Albert Cox

Personal information
- Full name: Albert Edward Harrison Cox
- Date of birth: 24 June 1917
- Place of birth: Treeton, Rotherham, England
- Date of death: April 2003 (aged 85)
- Place of death: Rotherham
- Height: 5 ft 9 in (1.75 m)
- Position: Left-back

Youth career
- Woodhouse Mill United

Senior career*
- Years: Team / Apps / (Gls)
- 1936–1952: Sheffield United / 267 / (5)
- 1952–1953: Halifax Town / 53 / (1)
- Total:  / 320 / (6)

= Albert Cox (footballer) =

English footballer

Albert Edward Harrison Cox (24 June 1917 in Treeton, Rotherham – April 2003) was a footballer who played as a left-back for Sheffield United and Halifax Town.

==Career==

Cox joined Sheffield United from amateur side Woodhouse Mill United F.C., and quickly settled into the first team at Bramall Lane. He made his league debut against Blackpool at Bramall Lane on 20 February 1936, in a 1–0 win. In 1936, Sheffield United reached the FA Cup semi-finals, where they met fellow Second Division side Fulham. Regular left-back, Charlie Wilkinson was injured and unavailable to play in the semi-final, so the inexperienced Cox took his place. Cox remained "cool in defence" as Fulham were defeated 2–1. Wilkinson recovered from his injury in time for the final and manager, Teddy Davison, "opted for (Wilkinson's) age and experience" over Cox.
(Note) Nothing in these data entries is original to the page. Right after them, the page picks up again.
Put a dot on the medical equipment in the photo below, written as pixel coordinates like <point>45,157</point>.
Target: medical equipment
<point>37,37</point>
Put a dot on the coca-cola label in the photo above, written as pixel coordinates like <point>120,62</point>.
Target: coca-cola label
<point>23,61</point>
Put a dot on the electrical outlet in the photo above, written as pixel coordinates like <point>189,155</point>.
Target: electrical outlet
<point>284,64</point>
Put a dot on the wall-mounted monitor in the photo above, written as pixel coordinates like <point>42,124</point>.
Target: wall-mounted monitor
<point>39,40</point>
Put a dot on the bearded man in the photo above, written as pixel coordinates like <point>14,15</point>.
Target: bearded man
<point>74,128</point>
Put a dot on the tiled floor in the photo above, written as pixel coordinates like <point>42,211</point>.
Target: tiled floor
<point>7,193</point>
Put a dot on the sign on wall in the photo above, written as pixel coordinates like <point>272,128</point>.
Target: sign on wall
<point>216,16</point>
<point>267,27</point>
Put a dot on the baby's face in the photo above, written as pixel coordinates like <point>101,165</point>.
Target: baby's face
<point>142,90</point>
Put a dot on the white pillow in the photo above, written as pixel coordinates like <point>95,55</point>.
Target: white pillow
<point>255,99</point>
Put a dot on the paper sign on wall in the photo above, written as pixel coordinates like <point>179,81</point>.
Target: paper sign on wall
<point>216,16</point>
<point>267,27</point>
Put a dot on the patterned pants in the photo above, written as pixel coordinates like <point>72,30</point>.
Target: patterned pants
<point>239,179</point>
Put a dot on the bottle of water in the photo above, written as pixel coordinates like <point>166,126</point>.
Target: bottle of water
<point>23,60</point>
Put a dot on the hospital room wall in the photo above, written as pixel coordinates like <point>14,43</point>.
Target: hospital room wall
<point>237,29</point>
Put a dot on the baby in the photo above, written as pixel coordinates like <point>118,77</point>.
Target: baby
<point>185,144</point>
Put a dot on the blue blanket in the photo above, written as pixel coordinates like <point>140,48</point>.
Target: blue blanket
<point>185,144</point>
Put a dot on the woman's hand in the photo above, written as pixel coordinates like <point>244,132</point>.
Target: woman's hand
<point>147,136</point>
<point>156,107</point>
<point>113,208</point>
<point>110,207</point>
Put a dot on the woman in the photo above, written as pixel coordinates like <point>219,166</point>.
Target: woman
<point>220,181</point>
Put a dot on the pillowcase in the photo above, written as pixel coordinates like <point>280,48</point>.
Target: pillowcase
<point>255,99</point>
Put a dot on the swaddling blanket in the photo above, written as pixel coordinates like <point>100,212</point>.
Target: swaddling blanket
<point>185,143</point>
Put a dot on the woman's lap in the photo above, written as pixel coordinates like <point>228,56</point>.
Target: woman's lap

Cox was often described as a 'bungle of energy' on the field of play. His partner at full-back in the late 1930s was Harry Hooper.

Although World War II interrupted his career, Cox played on for several seasons after hostilities had ended, and became one of the most consistent left-backs in the Football League. In total he made 267 league appearances for the Blades with 5 goals.

He was transferred to Halifax Town during the 1952 close season.